Remix.run Logo
moffkalast 18 hours ago

That's kind of nonsense, since if I ask you what's five times six, you don't do the math in your head, you spit out the value of the multiplication table you memorized in primary school. Doing the math on paper is tool use, which models can easily do too if you give them the option, writing adhoc python scripts to run the math you ask them to with exact results. There is definitely a lot of generalization going on beyond just pattern matching, otherwise practically nothing of what everyone does with LLMs daily would ever work. Although it's true that the patterns drive an extremely strong bias.

Arguably if you're grading LLM output, which by your definition cannot be novel, then it doesn't need to be graded with something that can. The gist of this grading approach is just giving them two examples and asking which is better, so it's completely arbitrary, but the grades will be somewhat consistent and running it with different LLM judges and averaging the results should help at least a little. Human judges are completely inconsistent.

ranyume 18 hours ago | parent [-]

> if I ask you what's five times six, you don't do the math in your head, you spit out the value of the multiplication table you memorized in primary school

Memorization is one ability people have, but it's not the only one. In the case of LLMs, it's the only ability it has.

Moreover, let's make this clear: LLMs do not memorize the same way people do, they don't memorize the same concepts people do, and they don't memorize the same content people do. This is why LLMs "have hallucinations", "don't follow instructions", "are censored", and "makes common sense mistakes" (these are words people use to characterize LLMs).

> nothing of what everyone does with LLMs daily would ever work

It "works" in the sense that the LLM's output serves a purpose designated by the people. LLMs "work" for certain tasks and don't "work" for others. "Working" doesn't require reasoning from an LLM, any tool can "work" well for certain tasks when used by the people.
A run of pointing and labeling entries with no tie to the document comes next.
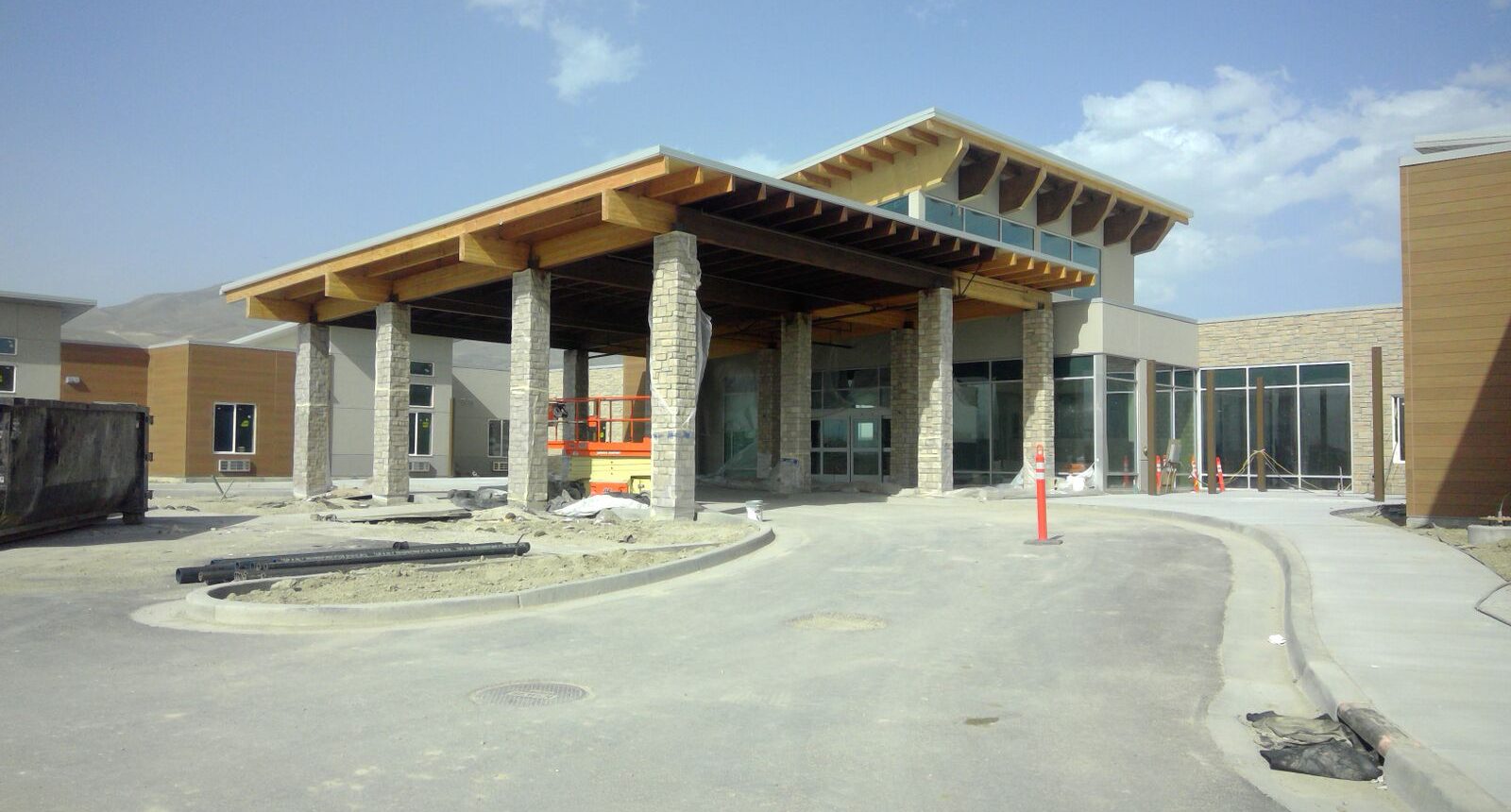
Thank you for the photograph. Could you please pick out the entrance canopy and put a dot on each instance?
(765, 246)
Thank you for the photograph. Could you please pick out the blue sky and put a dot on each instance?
(153, 146)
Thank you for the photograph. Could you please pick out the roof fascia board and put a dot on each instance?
(1451, 154)
(1050, 159)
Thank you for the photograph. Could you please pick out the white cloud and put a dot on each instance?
(526, 12)
(759, 161)
(1244, 150)
(588, 58)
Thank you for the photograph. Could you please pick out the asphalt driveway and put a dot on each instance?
(874, 657)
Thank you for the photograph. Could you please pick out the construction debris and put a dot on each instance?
(1319, 746)
(397, 514)
(299, 564)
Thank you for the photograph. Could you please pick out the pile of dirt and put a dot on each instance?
(1496, 556)
(384, 584)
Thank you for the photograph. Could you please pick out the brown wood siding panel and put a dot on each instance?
(1455, 231)
(106, 375)
(241, 375)
(168, 398)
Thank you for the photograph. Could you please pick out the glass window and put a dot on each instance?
(234, 429)
(1324, 431)
(942, 213)
(1007, 428)
(981, 225)
(1073, 365)
(1007, 370)
(1087, 255)
(1017, 234)
(1075, 439)
(422, 395)
(972, 372)
(1274, 376)
(420, 433)
(1398, 408)
(1054, 245)
(972, 426)
(1324, 373)
(498, 431)
(835, 431)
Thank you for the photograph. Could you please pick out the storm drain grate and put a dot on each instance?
(838, 620)
(529, 695)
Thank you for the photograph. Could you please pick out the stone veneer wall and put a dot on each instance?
(1324, 337)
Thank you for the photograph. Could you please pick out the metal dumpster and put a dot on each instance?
(70, 464)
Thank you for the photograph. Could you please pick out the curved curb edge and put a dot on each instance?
(1413, 771)
(206, 604)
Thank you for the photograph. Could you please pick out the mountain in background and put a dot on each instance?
(159, 317)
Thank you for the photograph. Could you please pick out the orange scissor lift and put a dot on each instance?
(606, 441)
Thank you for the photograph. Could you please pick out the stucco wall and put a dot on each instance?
(1324, 337)
(38, 345)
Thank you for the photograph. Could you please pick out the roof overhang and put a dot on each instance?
(72, 308)
(939, 146)
(767, 247)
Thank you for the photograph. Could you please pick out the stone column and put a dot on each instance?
(936, 391)
(392, 405)
(674, 375)
(574, 383)
(906, 406)
(768, 411)
(795, 391)
(312, 413)
(529, 387)
(1039, 388)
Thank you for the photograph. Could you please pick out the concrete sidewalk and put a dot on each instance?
(1397, 612)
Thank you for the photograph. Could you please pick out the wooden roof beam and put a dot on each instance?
(1152, 232)
(806, 251)
(976, 171)
(1120, 225)
(277, 310)
(1016, 191)
(1090, 210)
(1054, 203)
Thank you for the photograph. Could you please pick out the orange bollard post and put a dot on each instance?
(1039, 492)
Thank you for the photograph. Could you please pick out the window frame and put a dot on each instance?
(234, 414)
(415, 435)
(430, 403)
(1398, 431)
(503, 433)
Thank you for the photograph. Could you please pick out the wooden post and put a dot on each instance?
(1259, 435)
(1209, 426)
(1150, 451)
(1379, 413)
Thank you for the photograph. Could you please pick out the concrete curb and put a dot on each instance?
(206, 604)
(1419, 776)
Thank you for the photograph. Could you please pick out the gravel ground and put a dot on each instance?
(1496, 556)
(395, 583)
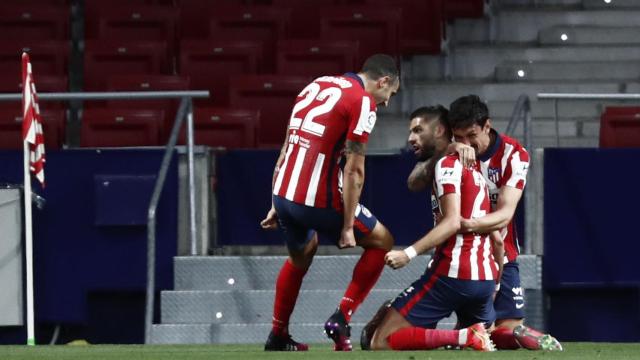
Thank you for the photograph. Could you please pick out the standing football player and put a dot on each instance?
(504, 165)
(331, 121)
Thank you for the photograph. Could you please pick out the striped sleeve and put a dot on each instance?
(517, 168)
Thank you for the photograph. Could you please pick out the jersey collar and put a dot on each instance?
(356, 77)
(491, 151)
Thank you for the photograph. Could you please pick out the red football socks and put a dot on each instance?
(365, 275)
(287, 288)
(416, 338)
(503, 339)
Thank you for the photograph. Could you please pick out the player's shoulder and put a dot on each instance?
(449, 161)
(515, 144)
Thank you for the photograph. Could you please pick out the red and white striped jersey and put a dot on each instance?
(329, 111)
(506, 163)
(467, 256)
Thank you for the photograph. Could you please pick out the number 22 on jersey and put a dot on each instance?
(312, 92)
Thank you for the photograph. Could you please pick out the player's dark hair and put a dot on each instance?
(438, 112)
(467, 111)
(380, 65)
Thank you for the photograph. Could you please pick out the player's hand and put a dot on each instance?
(347, 239)
(271, 221)
(467, 154)
(468, 225)
(396, 259)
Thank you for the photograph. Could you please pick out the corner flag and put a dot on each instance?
(32, 121)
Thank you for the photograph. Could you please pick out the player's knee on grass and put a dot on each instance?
(509, 323)
(379, 238)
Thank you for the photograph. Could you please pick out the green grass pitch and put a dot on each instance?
(576, 351)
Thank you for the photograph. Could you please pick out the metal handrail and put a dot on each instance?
(111, 95)
(185, 108)
(576, 96)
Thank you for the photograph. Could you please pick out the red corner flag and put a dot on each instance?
(32, 121)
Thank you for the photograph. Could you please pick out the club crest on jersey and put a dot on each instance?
(494, 175)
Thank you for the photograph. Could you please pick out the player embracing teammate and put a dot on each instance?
(409, 321)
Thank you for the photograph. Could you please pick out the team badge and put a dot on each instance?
(494, 175)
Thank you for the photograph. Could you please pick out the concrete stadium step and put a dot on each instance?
(523, 25)
(510, 71)
(574, 132)
(251, 333)
(447, 92)
(546, 127)
(589, 35)
(567, 109)
(256, 306)
(326, 272)
(615, 4)
(478, 61)
(573, 142)
(536, 3)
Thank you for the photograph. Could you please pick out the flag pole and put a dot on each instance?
(28, 246)
(31, 340)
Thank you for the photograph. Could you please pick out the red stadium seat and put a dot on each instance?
(150, 83)
(463, 8)
(132, 23)
(375, 28)
(620, 127)
(33, 22)
(230, 128)
(274, 96)
(47, 58)
(195, 14)
(251, 23)
(53, 127)
(316, 57)
(305, 23)
(422, 25)
(212, 63)
(44, 84)
(117, 128)
(104, 59)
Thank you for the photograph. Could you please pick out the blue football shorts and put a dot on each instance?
(299, 222)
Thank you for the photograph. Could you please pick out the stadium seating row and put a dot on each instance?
(231, 48)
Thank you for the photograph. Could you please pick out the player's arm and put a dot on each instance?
(352, 183)
(447, 227)
(421, 176)
(508, 198)
(467, 153)
(498, 253)
(271, 220)
(417, 180)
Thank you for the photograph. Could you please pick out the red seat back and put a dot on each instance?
(274, 97)
(53, 127)
(375, 28)
(212, 63)
(104, 59)
(620, 127)
(117, 128)
(34, 22)
(230, 128)
(316, 57)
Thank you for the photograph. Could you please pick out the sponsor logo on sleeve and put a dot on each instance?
(449, 176)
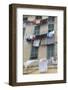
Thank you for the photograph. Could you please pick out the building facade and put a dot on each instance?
(39, 37)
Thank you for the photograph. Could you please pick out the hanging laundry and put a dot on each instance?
(50, 34)
(36, 43)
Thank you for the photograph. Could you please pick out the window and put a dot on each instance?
(38, 17)
(50, 51)
(51, 18)
(37, 30)
(34, 53)
(25, 19)
(50, 27)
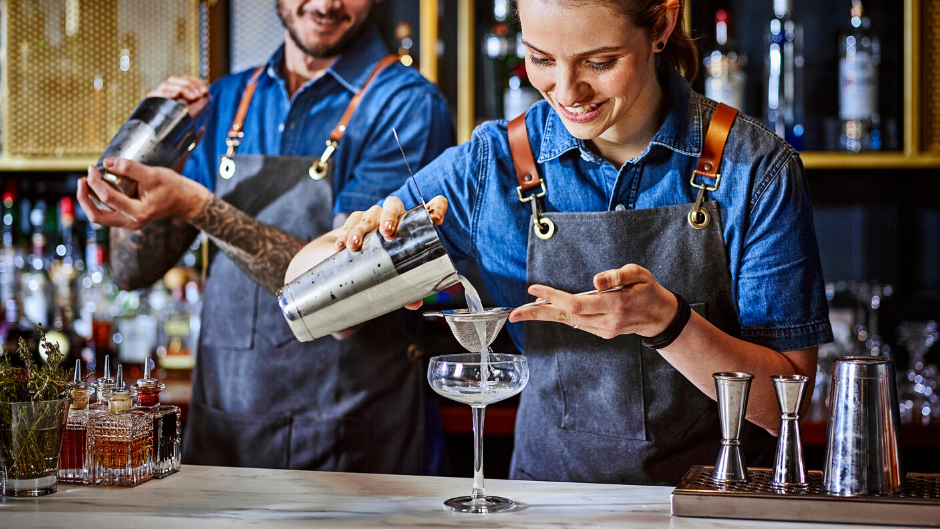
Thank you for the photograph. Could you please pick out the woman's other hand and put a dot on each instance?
(642, 306)
(190, 91)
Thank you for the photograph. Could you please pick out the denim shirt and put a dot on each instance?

> averaging the results should help at least a little

Averaging the LLM grading just exacerbates the illusion of LLM reasoning. It only confuses people. Would you ask your hammer to grade how well scissors cut paper? You could do that, and the hammer would say it gets the job done but doesn't cut well because it needs to smash the paper instead of cutting it; Your hammer's just talking in a different language. It's the same here. The LLMs output doesn't necessarily measure what the instructions in the prompt say.

> Human judges are completely inconsistent.

Humans can be inconsistent, but how well the LLM adapts to humans is itself a metric of success.